In White Men's Country: The Image of Africa in the American Century, I describe how American literary investments in Africa grew, alongside the slow decline of European cultural imperialism. If European writers and artists worked to legitimize violent conquest by represent the continent as "darkest Africa," the informal American empire of capital created an American counter-narrative, showing Africa to be a brilliant frontier of unbounded future possibility. When this self-consciously American tradition pictured "Africa," I argue, they turned their gaze away from the equatorial rain forests of West and Central Africa that Joseph Conrad had made famous and instead focused on the Great Rift Valley of present day Kenya and Tanzania. There, they looked for and found a renewed vision of the closing American frontier, a "brightest Africa" of rebirth, redemption, and recovery.

My first chapter locates the beginning of this tradition in the United States' emergence from the Civil War, and in Henry Morton Stanley's world famous 1872 exploration narrative, How I Found Livingstone. Stanley was born a Welsh orphan--and in his later years, he returned to this identity as a British gentleman--but when he "found" Livingstone, he was pretending to be an American and his narrative pictures Africa by explicit analogy to the American Southwest. Stanley employs the same narratives and images he had used to describe General Hancock's war on the plains Indians, when he first made his name as a journalist.
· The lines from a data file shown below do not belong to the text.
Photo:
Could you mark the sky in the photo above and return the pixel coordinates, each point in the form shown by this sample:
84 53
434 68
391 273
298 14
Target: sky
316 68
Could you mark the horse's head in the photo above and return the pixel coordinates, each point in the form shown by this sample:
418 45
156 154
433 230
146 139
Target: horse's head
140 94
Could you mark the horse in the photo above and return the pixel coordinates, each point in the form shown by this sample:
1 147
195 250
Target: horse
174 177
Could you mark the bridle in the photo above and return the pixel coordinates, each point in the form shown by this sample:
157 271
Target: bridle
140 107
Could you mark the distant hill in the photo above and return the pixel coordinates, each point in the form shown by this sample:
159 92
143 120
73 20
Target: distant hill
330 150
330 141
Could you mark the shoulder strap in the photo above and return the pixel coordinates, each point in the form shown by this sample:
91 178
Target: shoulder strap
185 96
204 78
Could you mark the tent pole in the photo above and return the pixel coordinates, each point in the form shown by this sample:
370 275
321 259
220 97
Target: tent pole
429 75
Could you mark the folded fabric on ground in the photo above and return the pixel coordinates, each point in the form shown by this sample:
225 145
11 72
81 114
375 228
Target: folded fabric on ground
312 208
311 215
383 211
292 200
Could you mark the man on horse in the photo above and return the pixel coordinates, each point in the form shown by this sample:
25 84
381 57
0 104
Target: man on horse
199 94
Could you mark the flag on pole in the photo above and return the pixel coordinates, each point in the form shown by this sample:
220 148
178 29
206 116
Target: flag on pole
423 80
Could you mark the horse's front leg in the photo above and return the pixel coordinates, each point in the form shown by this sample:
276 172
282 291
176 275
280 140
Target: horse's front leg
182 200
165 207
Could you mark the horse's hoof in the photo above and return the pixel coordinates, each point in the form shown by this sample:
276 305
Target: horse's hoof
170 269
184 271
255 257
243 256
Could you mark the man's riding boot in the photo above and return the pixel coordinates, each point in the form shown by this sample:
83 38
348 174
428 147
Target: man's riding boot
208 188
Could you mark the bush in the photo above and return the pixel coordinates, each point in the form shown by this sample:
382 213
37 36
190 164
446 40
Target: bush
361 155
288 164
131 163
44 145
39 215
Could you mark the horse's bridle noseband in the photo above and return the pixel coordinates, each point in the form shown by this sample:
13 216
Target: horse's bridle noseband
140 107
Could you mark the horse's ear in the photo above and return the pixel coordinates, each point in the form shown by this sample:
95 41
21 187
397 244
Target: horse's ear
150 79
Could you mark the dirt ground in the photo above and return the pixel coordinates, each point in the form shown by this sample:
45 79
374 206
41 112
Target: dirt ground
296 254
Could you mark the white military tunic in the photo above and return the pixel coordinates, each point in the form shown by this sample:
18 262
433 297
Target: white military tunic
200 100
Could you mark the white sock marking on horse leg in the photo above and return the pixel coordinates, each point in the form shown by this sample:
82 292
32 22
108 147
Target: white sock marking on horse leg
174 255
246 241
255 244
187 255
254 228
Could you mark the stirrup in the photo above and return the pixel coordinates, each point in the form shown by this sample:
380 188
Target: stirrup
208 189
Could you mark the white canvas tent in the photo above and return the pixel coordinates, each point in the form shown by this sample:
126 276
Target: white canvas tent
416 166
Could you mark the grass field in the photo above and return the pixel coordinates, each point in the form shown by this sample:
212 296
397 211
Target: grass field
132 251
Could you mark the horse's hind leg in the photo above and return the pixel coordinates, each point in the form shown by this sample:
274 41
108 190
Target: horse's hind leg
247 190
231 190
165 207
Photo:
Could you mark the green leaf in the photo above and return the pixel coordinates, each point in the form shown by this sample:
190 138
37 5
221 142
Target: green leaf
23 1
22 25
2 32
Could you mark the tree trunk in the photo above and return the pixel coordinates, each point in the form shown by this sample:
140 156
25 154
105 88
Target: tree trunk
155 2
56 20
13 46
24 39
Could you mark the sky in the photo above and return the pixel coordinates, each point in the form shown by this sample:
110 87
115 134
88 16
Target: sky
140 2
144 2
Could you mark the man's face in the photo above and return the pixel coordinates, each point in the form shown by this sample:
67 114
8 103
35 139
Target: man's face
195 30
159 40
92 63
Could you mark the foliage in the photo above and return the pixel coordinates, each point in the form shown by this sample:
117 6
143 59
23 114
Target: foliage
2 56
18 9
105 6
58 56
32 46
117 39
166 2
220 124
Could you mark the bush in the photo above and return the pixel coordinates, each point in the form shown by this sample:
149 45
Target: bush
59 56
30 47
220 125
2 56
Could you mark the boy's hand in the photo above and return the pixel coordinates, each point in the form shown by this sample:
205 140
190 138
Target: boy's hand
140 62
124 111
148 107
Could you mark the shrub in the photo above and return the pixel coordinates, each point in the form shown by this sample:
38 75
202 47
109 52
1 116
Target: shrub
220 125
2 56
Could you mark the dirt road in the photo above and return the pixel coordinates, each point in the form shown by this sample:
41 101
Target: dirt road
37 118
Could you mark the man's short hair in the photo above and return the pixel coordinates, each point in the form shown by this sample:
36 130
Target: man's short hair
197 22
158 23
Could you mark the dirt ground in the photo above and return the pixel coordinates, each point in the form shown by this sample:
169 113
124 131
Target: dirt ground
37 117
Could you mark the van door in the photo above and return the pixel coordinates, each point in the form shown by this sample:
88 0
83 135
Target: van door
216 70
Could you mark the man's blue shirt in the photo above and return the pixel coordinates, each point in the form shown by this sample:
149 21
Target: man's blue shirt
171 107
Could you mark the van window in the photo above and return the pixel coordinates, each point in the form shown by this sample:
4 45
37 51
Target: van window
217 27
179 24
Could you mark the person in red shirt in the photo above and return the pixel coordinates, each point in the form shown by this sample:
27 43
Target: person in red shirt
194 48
By omitting the American chapter in Stanley's career, historians have allowed the British author of Through the Dark Continent and In Darkest Africa to represent the entirety of the Anglo-American exploration tradition. In this chapter, by contrast, I recover how Stanley's most famous and influential text explored and exploited the fracture between British and American, asserting the imperial destiny of the rising American state as it symbolically rescued the ailing and elderly British.
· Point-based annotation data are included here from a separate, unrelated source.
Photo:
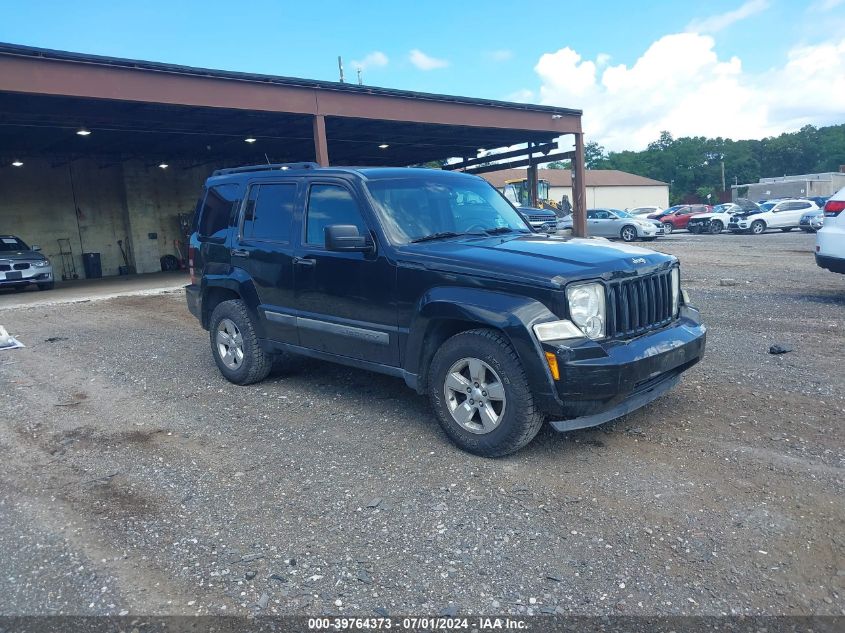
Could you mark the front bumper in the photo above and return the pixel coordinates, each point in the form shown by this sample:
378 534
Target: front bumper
31 275
833 264
600 381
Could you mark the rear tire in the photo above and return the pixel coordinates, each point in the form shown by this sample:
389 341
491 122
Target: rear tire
485 358
234 344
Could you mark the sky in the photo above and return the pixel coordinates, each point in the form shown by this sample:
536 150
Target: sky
729 68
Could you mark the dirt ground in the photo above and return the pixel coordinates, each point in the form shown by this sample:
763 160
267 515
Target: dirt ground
135 479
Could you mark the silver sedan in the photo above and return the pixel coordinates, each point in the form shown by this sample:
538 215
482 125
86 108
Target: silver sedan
615 223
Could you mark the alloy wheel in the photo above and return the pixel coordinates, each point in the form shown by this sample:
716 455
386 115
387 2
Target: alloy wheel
475 395
230 344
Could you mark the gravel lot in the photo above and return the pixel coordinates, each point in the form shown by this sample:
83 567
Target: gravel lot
134 478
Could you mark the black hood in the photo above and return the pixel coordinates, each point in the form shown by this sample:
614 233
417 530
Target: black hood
539 259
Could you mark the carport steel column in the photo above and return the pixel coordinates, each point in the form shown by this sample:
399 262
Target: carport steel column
321 146
579 189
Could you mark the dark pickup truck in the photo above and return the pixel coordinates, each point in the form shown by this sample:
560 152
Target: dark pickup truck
433 276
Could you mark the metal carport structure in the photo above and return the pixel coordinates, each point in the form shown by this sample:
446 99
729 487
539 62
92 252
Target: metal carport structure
194 118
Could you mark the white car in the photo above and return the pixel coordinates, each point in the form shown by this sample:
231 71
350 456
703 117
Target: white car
644 210
775 214
830 240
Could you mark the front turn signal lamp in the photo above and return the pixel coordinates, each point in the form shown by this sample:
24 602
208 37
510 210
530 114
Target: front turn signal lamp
551 359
In my second and third chapters, I show how Theodore Roosevelt invented himself, on the American frontier, and then repeated the gesture in Africa, popularizing (if not inventing) inventing the big game safari. Before his 1910 bestseller African Game Trails, the word "safari" had signified the dependence of European explorers on their Arab-African guides and interpreters, but Roosevelt introduced the word into global English by transforming the safari into a globally comprehensible practice of seeing, as well as popularizing the sense of Africa which it presumes: an "Africa" which is open and available to be seen and shot. By focusing on the tourist's power to see and comprehend, he made the visibility of skin-color the epistemological dividing line between those who actively see and shoot and those who are passively seen and shot. And by adapting the frontier persona he had created in his "Western" memoirs--Hunting Trips of a Ranchman, Ranch Life and the Hunting-Trail, and The Wilderness Hunter--he made Africa a site where Americans could still experience the pleasures of the now-closed Western frontier.
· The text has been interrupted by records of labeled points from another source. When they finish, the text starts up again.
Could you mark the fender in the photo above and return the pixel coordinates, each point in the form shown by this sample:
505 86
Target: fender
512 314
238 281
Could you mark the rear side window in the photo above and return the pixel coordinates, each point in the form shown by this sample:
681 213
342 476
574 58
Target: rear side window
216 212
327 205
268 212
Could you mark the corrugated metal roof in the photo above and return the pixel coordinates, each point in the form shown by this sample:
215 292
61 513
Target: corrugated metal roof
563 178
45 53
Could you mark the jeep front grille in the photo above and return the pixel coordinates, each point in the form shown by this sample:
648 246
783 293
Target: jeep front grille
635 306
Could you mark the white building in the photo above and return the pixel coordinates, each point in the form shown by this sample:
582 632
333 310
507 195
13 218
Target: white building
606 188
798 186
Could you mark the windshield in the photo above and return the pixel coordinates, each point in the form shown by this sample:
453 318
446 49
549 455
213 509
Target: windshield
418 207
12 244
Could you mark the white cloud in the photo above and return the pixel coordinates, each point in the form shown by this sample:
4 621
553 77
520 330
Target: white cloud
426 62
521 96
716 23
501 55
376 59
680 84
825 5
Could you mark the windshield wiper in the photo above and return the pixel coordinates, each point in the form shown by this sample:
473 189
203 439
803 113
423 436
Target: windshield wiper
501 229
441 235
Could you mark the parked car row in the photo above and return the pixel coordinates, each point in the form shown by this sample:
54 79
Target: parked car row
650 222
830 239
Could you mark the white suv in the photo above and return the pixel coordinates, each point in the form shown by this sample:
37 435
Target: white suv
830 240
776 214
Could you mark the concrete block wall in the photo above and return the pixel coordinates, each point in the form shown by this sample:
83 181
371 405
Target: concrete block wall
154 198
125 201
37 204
In the 1930's, the safari tradition was divided between the campy fantasy of the Tarzan cinematic franchise--which sought to domesticate, rehabilitate, or render invisible the racialized violence of the Rooseveltian safari--and Ernest Hemingway's nostalgic "realism," which sought to mourn the impossibility of Roosevelt in the modern era. In my final chapter, I stage Tarzan against Hemingway as two sides of the same coin, the fantasy which could not find grounding in fact and the reality which had no room for romance. For both, the problem was the non-existence of what Roosevelt took to be his primary aesthetic problem: transforming racialized violence into paternalistic (and patriarchal) love.